Hi guys. I'm new on here but have read a lot before joining. I have been a bank fishermen of the mighty ohio for about 2 years now. And this summer has been very rough for me. I'm not sure if the ohio is getting worse due to the disrespectful pay lake thieves or I'm just in wrong place. But I fish the ohio about 4 times a week. Around 9 mile close to new Richmond and meldahl dam on ohio side. I have really been struggling. Any help would be great! I only practice catch and release. I am an avid flathead hunter and can't seem to find them this year. Most of them have been babies around 2 lb. I use bluegill live. Skippy cut. And of course good old worms. Chubs if I can find em. I am fed up with the gar ! Anyone have any advice or other locations I can access from bank. And can I fish ky side with ohio license or do I need to get one from ky too? Help me guys please....


----------



## barillms (Aug 28, 2013)

The water does not have to be deep. This is a myth. Right now the flatheads hopefully should be coming out of spawning.

You're obviously putting in the time... But you're not getting the results you want. So, you gotta figure out what the problem is.

First off... Location location location. I dont recommend keep going to the same location. Always switch it up... Every trip try a different spot. But... Make sure you're fishing good spots with good habitat. Don't just pick random spots, and cast. Do your homework and look for habitat on Google Earth.

Secondly... Bait. If you're not catching fish on live blugill., then you need to switch it up. Start cutting them fresh. Use large gills and cut them in half. Or start trying to net suckers or catch carp & drum and using them as cut bait. If you're not having good results with a certain bait, you gotta adapt and try other options to see what they like.
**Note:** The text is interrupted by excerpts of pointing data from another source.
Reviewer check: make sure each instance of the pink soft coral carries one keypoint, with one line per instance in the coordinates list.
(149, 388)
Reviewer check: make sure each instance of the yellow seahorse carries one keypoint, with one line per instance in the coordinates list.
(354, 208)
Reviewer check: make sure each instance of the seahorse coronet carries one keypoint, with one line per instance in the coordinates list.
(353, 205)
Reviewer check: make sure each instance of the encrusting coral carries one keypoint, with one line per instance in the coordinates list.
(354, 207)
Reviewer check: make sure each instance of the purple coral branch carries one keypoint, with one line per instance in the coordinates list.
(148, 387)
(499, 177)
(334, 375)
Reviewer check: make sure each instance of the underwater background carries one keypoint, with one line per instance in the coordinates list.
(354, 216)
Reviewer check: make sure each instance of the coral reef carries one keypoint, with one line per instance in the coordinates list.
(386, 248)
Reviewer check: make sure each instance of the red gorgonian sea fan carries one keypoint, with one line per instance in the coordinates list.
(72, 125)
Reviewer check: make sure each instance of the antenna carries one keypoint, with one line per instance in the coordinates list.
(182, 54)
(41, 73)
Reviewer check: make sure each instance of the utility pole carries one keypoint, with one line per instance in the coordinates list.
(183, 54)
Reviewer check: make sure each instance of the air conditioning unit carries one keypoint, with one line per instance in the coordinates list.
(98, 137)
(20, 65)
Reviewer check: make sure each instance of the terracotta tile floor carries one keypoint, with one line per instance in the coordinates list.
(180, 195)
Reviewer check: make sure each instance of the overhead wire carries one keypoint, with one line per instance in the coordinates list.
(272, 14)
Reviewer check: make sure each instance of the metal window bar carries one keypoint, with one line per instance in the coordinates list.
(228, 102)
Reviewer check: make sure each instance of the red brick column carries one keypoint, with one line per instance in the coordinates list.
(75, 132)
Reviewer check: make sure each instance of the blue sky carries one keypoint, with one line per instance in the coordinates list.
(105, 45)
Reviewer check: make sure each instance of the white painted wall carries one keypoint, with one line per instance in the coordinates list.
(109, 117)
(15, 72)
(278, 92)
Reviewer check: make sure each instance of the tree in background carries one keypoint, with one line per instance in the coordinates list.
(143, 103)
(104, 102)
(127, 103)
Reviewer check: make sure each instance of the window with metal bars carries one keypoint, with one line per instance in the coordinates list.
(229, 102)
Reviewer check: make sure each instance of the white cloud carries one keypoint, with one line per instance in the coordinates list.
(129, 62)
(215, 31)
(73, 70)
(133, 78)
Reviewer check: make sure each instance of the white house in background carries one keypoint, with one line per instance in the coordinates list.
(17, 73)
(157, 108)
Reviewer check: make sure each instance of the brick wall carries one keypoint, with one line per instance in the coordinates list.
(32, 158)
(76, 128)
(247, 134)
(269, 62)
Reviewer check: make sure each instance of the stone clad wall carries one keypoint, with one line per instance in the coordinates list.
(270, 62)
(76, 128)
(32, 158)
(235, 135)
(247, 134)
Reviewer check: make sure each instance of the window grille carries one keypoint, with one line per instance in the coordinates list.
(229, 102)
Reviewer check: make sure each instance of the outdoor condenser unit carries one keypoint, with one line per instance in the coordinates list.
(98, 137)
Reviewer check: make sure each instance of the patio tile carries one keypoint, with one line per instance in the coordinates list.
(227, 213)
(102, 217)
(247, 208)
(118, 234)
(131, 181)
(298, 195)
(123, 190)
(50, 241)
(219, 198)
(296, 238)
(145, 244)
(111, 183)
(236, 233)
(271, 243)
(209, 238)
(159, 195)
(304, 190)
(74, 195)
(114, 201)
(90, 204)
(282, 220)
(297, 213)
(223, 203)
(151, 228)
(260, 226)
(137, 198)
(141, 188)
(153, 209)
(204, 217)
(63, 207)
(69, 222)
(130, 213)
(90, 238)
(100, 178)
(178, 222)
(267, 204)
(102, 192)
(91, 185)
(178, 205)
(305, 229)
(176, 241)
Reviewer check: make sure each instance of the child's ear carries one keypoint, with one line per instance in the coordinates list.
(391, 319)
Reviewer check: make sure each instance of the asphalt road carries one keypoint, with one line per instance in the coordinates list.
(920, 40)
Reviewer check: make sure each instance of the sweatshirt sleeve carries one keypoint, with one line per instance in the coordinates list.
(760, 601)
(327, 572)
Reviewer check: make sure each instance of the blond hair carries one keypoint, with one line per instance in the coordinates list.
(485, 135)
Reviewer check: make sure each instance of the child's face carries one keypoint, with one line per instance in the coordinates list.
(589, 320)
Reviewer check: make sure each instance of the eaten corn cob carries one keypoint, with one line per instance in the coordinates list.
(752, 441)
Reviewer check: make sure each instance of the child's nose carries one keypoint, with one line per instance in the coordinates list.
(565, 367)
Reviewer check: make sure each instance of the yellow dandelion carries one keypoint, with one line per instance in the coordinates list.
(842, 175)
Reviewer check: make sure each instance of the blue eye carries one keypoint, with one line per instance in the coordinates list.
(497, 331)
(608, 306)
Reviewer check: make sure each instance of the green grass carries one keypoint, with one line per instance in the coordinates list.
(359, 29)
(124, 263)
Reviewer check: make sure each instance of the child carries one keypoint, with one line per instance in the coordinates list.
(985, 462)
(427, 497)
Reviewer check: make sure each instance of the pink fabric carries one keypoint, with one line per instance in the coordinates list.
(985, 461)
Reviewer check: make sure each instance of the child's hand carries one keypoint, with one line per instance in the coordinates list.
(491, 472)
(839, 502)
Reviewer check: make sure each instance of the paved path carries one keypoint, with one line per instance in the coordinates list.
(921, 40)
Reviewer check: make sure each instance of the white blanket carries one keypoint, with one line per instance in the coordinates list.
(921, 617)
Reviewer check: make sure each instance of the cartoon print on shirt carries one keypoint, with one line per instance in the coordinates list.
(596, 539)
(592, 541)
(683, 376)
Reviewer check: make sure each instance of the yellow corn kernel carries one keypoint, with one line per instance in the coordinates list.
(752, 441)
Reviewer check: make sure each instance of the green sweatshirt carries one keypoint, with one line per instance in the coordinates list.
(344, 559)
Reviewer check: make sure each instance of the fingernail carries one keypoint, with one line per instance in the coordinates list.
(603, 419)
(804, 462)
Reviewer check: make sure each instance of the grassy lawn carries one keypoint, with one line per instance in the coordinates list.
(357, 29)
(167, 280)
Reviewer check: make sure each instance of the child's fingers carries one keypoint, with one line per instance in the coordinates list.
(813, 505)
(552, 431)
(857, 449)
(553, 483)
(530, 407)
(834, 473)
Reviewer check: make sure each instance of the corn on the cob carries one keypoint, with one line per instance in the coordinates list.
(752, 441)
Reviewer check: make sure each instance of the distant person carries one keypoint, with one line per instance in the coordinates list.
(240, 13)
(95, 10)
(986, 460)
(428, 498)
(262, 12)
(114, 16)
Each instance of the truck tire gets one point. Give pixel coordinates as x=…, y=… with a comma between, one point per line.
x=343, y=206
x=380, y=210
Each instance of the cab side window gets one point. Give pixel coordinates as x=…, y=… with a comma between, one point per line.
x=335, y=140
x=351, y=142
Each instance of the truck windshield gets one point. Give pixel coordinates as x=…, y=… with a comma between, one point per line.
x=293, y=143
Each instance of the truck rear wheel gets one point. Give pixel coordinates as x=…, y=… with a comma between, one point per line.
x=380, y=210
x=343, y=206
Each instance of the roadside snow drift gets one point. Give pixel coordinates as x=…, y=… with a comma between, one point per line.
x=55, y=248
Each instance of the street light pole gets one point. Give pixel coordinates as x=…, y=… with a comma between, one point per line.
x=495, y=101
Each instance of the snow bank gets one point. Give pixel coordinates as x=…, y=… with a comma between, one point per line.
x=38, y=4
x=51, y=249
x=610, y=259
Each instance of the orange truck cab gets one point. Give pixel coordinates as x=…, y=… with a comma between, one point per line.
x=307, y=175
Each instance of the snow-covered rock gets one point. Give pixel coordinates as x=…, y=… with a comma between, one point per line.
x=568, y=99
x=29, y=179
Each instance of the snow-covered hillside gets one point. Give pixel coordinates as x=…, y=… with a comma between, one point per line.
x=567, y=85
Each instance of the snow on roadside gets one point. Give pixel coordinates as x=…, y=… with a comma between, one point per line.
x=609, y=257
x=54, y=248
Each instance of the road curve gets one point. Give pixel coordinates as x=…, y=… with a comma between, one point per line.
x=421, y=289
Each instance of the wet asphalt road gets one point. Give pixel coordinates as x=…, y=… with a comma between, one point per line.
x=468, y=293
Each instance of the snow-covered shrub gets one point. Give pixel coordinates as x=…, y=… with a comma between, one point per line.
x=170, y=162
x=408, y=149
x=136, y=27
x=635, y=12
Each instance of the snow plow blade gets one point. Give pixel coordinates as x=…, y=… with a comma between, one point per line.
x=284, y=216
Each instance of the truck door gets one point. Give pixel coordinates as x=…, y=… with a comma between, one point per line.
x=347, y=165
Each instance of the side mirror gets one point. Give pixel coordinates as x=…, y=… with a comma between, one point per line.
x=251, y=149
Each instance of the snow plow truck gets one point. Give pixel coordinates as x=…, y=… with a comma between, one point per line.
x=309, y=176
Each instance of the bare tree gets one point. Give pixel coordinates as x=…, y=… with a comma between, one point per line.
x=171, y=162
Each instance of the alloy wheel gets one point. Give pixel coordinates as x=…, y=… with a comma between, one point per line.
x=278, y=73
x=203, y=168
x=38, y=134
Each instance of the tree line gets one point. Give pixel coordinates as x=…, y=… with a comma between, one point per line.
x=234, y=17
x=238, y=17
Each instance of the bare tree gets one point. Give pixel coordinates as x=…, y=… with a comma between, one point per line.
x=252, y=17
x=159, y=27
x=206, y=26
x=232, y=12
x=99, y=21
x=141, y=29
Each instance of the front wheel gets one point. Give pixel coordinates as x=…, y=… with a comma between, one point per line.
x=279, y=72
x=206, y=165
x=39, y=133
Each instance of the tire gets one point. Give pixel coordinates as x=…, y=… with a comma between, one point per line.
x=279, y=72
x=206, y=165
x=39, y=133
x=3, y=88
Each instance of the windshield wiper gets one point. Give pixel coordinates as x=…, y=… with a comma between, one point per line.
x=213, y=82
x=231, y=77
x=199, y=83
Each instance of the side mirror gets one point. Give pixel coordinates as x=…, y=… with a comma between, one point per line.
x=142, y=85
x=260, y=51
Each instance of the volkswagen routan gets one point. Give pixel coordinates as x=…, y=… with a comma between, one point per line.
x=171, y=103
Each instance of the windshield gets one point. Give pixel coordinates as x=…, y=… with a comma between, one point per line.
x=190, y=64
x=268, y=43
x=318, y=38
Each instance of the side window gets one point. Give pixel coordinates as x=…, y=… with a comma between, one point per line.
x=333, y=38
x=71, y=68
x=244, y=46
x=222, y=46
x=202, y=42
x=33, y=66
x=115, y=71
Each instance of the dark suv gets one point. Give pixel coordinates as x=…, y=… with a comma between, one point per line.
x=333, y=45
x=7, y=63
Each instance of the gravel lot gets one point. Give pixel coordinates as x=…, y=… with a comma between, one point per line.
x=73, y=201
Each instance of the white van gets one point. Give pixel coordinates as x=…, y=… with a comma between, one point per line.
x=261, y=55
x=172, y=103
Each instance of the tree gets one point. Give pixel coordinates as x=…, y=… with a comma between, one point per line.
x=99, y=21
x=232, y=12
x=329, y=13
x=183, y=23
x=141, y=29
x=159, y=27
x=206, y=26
Are u missing fish?? If you're missing fish, that's not good. You may only get ONE chance per night. Gotta make each run count. Try changing to king kahle hooks if you're missing fish with circle hooks.

If you're catching NO fish at all... Chances are you're going to the wrong spots. Scratch those fishing spots off your list and start over. Fish obviously don't live there.


----------



## Cajunsaugeye (Apr 9, 2013)

Gotta get off the beaten path,so to speak.Any bank fishing spots on the big O are fished to death.The obvious boat spots are too.Do some research and leg work to find good looking structure and areas and then try to get permission to fish it.Better yet,if possible,buy or borrow a boat and then explore.I PROMISE,the "paylakes" don't have them all!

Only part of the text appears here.